While such demonstrations can help you make your selection, no in-store test can duplicate your experience with a particular technology in real-life listening environments. Too much depends on your specific hearing loss, and a sample hearing aid will sound different from a custom-fitted one. For this reason, some audiologists prefer not to perform these demonstrations, and instead respond to the client’s real-life experiences by making adjustments as necessary. Ultimately, time and experience with a particular hearing aid are the only ways to determine how well it works for you.
There are laws to protect you from being locked into a hearing-aid purchase that does not meet your needs. According to California law, for 30 days after selling a hearing aid, the dispenser is required to adjust, repair, or replace it—without charge—if requested to do so by the buyer. During this 30-day period, if requested to do so, the seller is also obligated to accept the hearing aid as a return and refund the total amount paid for the product and service, including the cost of an exam, fitting, or other services connected to the sale of the hearing aid.
Some dispensers offer trial periods more generous than 30 days. It is not unusual for a dispenser to allow 60 days or more for wearers who have special needs or who have bought particularly complicated hearing aids. If you feel you might need extra time to decide about an aid, ask the dispenser if an extension is possible and get the dispenser’s promise in writing.
Hearing-aid dispensers usually offer a free adjustment period during which they’ll provide assistance. This period varies, with some sellers offering free adjustments for six months and others for the life of the aid. If you are buying a hearing aid for the first time, or trying a new type of aid, find out about the dispenser’s policy regarding follow-up appointments.

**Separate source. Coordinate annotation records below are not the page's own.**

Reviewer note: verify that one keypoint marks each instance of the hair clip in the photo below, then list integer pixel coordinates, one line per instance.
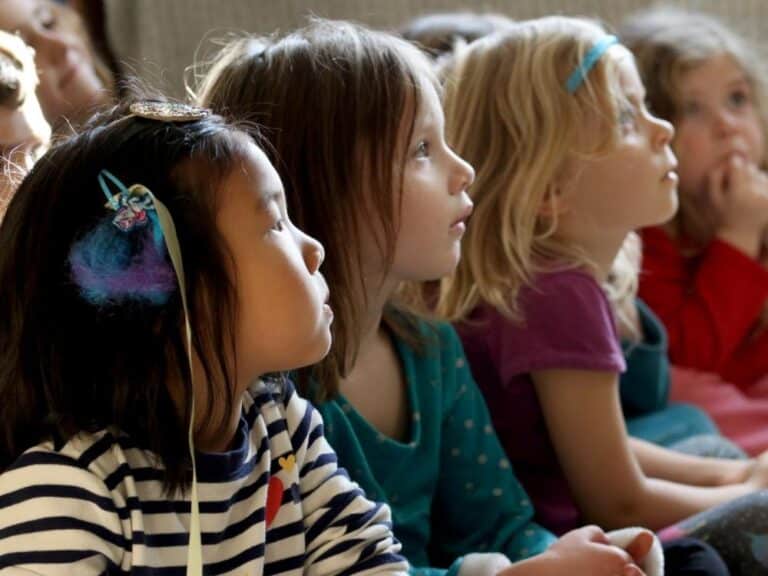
(168, 111)
(131, 204)
(590, 59)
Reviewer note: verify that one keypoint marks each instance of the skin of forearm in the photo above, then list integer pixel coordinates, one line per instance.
(658, 462)
(661, 503)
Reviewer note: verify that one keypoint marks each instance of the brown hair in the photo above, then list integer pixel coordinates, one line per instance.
(668, 42)
(336, 101)
(68, 365)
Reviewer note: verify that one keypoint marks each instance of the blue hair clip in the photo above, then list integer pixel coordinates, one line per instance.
(131, 204)
(590, 59)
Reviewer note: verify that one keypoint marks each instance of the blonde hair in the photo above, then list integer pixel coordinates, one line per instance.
(669, 42)
(508, 113)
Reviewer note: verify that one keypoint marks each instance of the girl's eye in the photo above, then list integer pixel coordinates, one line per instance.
(690, 109)
(47, 20)
(738, 98)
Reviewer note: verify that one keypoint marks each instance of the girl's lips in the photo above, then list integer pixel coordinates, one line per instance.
(670, 175)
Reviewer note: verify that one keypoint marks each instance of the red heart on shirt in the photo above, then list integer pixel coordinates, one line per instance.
(274, 498)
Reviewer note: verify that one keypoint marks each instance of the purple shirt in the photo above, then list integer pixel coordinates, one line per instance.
(567, 324)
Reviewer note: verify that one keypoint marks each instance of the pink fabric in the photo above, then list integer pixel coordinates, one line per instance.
(741, 416)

Also, find out whether your return period will be extended if adjustments are necessary; if so, get this promise in writing. You don’t want to lose your right to return an aid simply because you’ve spent weeks or months trying to get it adjusted to meet your needs before concluding that it just doesn’t suit you.

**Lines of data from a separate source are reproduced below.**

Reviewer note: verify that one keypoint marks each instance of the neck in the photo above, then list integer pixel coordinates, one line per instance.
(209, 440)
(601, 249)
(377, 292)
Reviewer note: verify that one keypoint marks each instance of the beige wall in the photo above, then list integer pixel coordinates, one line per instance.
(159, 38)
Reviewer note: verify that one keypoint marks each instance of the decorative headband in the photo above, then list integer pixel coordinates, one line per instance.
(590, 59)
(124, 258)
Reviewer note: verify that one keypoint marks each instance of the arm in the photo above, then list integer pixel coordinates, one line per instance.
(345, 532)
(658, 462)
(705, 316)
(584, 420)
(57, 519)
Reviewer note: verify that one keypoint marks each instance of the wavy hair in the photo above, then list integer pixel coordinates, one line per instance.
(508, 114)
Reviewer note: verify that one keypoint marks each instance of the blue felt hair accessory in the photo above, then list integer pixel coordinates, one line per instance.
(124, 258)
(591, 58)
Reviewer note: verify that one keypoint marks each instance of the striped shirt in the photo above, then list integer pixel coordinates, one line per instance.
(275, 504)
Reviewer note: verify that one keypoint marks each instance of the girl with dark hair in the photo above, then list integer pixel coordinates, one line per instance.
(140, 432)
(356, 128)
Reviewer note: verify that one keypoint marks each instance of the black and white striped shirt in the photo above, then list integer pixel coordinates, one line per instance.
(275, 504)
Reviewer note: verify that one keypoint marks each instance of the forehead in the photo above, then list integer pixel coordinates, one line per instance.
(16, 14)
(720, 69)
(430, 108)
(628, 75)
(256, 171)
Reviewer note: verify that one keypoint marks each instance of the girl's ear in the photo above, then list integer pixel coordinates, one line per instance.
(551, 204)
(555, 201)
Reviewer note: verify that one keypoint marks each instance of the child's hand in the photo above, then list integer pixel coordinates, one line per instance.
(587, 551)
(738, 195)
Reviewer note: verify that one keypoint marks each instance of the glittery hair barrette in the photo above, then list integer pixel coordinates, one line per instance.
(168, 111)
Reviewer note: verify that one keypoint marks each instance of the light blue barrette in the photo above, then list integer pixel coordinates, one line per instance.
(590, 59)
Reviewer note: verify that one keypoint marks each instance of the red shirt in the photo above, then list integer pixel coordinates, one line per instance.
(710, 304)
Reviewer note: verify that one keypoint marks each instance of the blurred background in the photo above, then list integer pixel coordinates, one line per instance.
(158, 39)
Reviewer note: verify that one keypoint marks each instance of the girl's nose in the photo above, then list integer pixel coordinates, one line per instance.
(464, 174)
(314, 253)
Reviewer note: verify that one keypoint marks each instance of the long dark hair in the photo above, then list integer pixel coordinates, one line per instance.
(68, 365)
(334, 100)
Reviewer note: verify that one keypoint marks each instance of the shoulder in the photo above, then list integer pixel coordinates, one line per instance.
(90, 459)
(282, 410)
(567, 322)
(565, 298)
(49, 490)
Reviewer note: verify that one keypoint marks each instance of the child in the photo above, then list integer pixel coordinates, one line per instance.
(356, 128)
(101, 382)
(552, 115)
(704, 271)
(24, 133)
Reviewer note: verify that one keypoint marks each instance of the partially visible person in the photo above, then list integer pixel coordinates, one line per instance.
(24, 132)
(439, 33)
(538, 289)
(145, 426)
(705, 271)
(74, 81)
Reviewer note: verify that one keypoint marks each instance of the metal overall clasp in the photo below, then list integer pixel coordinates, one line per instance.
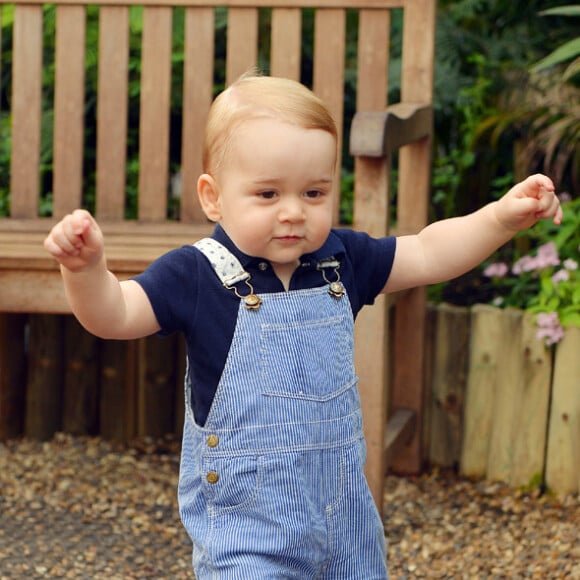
(335, 288)
(251, 301)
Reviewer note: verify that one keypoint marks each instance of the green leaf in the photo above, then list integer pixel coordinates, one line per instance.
(572, 319)
(567, 51)
(562, 11)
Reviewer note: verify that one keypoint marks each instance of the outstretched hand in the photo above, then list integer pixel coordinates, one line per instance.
(76, 241)
(527, 202)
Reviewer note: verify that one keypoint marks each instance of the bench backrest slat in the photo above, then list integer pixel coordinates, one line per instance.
(242, 42)
(26, 110)
(112, 112)
(197, 96)
(245, 34)
(328, 72)
(69, 108)
(154, 113)
(286, 42)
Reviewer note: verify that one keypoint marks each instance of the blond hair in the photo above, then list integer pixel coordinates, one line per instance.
(253, 96)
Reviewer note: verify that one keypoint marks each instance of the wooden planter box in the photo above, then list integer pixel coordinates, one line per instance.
(503, 406)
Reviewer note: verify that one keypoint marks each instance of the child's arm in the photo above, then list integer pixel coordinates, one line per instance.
(449, 248)
(103, 305)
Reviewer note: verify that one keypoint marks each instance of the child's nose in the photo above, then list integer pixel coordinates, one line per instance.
(291, 209)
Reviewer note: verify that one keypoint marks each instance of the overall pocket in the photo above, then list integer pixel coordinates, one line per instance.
(310, 360)
(232, 483)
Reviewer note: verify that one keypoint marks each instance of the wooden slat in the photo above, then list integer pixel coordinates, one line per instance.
(156, 385)
(450, 369)
(563, 465)
(413, 199)
(44, 386)
(81, 387)
(233, 3)
(69, 109)
(484, 364)
(112, 111)
(531, 429)
(370, 211)
(12, 375)
(328, 74)
(242, 42)
(373, 59)
(26, 111)
(399, 431)
(117, 394)
(286, 43)
(197, 97)
(506, 413)
(154, 114)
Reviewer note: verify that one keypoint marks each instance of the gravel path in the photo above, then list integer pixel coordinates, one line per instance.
(85, 508)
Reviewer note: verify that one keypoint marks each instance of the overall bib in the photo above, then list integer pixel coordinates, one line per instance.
(272, 486)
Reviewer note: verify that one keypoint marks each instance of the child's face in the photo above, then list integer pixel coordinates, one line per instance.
(276, 191)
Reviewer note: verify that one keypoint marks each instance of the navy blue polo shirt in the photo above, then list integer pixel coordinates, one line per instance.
(188, 297)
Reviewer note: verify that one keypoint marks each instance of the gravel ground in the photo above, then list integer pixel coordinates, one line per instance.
(85, 508)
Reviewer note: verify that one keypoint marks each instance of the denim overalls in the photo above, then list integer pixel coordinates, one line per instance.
(272, 486)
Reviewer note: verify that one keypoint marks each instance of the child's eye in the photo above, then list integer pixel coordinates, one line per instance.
(267, 194)
(313, 194)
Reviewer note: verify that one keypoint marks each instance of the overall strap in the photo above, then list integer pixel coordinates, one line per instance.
(226, 265)
(229, 270)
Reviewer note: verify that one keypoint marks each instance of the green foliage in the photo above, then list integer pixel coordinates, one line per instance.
(544, 281)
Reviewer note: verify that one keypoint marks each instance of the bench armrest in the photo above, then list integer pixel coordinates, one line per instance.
(379, 133)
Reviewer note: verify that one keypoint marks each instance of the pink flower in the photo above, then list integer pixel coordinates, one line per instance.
(548, 255)
(550, 329)
(497, 269)
(565, 197)
(525, 264)
(561, 276)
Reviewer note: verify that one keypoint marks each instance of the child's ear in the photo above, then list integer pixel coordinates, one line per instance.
(209, 197)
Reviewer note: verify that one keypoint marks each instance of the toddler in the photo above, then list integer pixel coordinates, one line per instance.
(271, 480)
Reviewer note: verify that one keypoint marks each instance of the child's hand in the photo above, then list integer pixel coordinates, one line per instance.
(527, 202)
(76, 241)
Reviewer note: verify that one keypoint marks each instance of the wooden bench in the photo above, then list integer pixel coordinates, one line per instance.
(389, 356)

To back up newly purchased aids, most manufacturers provide warranties of one or two years. In most instances, you can buy an extended warranty, as well.
You can also buy hearing-aid insurance to cover an aid for damage or loss, either as an add-on to a manufacturer’s warranty or as a separate policy. A hearing-aid dispenser should be able to provide information about insurance; also check with your homeowners insurance carrier, as you may be able to purchase a personal articles floater for hearing aids as part of your policy. Before buying any insurance, compare its premiums to the price of the aid. Usually, these types of insurance policies aren’t worth their premiums.

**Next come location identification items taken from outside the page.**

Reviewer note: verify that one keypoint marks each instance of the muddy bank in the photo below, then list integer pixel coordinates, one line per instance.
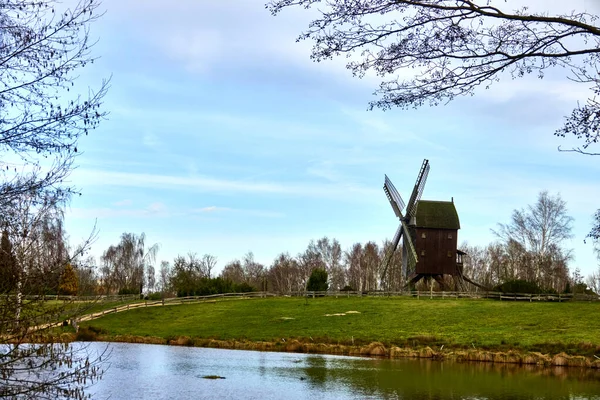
(515, 357)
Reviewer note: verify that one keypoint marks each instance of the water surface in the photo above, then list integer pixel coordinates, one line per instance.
(140, 371)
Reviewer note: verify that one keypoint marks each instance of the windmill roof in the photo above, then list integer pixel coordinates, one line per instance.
(436, 214)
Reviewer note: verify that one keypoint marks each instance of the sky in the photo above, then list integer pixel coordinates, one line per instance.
(224, 137)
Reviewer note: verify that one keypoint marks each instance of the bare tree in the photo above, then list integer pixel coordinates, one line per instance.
(330, 253)
(533, 243)
(308, 261)
(42, 116)
(126, 263)
(208, 262)
(234, 272)
(163, 276)
(448, 48)
(284, 274)
(32, 364)
(254, 272)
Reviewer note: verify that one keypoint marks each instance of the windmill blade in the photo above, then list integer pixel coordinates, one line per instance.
(410, 248)
(418, 189)
(394, 197)
(392, 249)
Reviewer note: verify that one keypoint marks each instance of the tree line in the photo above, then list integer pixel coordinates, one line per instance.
(529, 248)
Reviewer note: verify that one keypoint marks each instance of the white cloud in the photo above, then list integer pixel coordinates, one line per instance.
(153, 210)
(208, 184)
(123, 203)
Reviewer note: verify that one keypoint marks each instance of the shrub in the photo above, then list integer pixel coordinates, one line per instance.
(317, 281)
(518, 286)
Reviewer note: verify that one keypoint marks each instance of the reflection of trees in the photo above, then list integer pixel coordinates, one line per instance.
(423, 379)
(316, 370)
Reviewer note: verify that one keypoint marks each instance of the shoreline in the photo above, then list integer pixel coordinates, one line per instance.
(374, 349)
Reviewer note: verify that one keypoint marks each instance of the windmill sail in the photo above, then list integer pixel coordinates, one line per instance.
(393, 197)
(391, 250)
(418, 189)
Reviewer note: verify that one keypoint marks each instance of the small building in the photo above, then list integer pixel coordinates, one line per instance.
(435, 231)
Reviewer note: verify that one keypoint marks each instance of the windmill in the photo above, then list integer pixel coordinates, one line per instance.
(429, 234)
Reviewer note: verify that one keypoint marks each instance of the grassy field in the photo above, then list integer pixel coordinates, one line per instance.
(573, 327)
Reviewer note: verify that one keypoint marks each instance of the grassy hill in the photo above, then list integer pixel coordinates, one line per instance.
(572, 327)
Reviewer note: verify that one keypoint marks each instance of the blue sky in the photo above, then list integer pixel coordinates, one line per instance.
(223, 138)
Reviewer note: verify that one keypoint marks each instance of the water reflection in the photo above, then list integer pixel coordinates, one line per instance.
(163, 372)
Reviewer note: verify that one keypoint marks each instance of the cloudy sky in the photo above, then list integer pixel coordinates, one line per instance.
(223, 138)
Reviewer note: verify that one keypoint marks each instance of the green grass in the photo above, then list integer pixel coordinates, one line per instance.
(573, 327)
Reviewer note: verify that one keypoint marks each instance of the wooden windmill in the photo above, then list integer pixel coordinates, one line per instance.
(429, 230)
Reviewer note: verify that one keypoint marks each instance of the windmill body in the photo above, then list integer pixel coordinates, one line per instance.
(429, 234)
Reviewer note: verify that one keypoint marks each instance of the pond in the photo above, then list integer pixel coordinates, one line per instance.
(141, 371)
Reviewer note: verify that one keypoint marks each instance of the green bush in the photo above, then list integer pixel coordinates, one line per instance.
(317, 281)
(518, 286)
(154, 296)
(126, 291)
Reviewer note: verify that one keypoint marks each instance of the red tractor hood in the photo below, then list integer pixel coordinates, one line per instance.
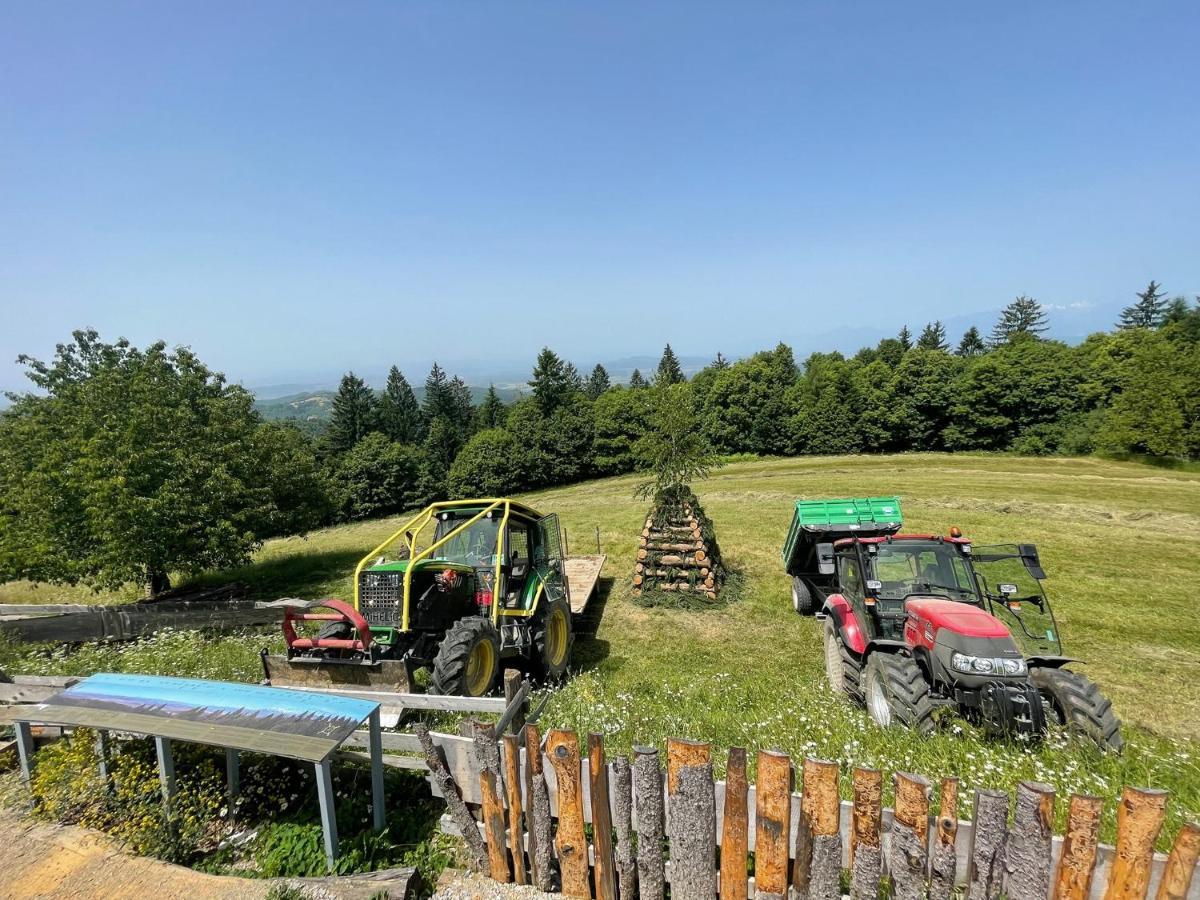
(957, 617)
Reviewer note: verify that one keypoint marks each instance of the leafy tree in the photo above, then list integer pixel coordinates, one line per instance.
(933, 337)
(672, 449)
(354, 415)
(492, 412)
(552, 383)
(598, 382)
(972, 343)
(489, 466)
(670, 371)
(377, 477)
(130, 465)
(1149, 311)
(400, 414)
(1023, 318)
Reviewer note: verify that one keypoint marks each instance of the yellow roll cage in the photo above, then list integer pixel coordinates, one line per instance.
(413, 527)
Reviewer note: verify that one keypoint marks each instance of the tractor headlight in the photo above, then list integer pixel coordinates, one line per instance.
(987, 665)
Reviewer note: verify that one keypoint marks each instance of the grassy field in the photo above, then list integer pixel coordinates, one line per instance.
(1117, 541)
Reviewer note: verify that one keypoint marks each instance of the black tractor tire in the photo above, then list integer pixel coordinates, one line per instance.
(802, 597)
(468, 659)
(1075, 702)
(552, 641)
(844, 670)
(897, 693)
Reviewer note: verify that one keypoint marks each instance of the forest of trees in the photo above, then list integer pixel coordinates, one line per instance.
(125, 465)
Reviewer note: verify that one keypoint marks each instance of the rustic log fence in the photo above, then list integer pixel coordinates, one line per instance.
(655, 825)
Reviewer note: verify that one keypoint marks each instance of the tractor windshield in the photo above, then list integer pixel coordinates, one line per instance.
(905, 568)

With luck, and some effort, you won’t need to buy new hearing aids that often. One way to expand your hearing aid’s lifespan is to keep it clean. The industry standard for a hearing aid’s lifespan is about four years, but it is not uncommon for hearing aids to last much longer—sometimes 10 years or more. On the other hand, hanging on to the same aid that long may deprive you of opportunities to take advantage of new technologies.